Bernard explique que l’ego, tel qu’il est vécu dans l’involution, constitue une illusion fonctionnelle. Tant qu’il domine la conscience, il empêche l’accès à une intelligence universelle libre de toute projection. La transformation réelle exige que l’ego soit dépassé vibratoirement afin de devenir un simple véhicule de l’esprit, sans autorité propre.
L’instruction critique les anciennes connaissances et les formes religieuses héritées du passé. Ces structures sont désormais obsolètes pour l’homme nouveau, car elles maintiennent la conscience dans la dépendance, la croyance et la soumission à des puissances extérieures. Elles ne peuvent servir de base à l’évolution supramentale.

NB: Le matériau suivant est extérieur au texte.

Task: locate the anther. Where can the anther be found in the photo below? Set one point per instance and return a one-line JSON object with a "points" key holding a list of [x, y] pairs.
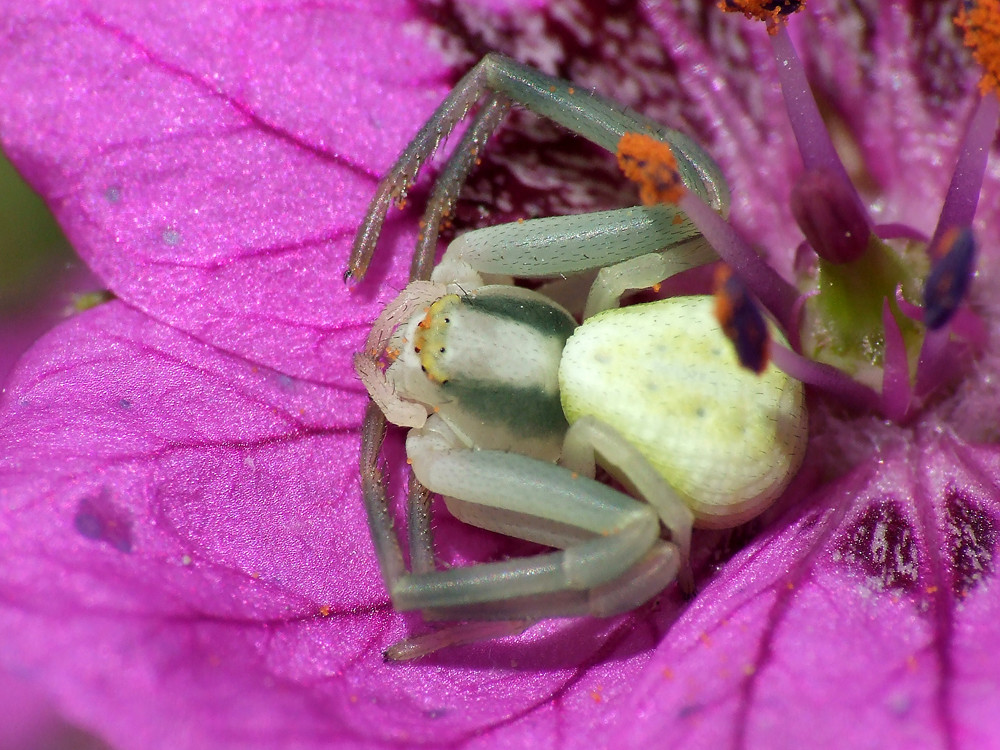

Bernard insiste sur la nécessité de détruire les anciennes formes, non par opposition idéologique, mais par lucidité. Cette destruction permet l’émergence d’une humanité nouvelle, individualisée, autonome et capable de fonctionner au-delà des cadres involutifs.
Cesser de se voir comme une créature du bon dieu constitue une étape décisive. C’est à cette condition que l’homme peut réaliser son potentiel réel, non dans la dévotion ou la croyance, mais dans l’intégration consciente de l’esprit et l’exercice d’une intelligence créatrice.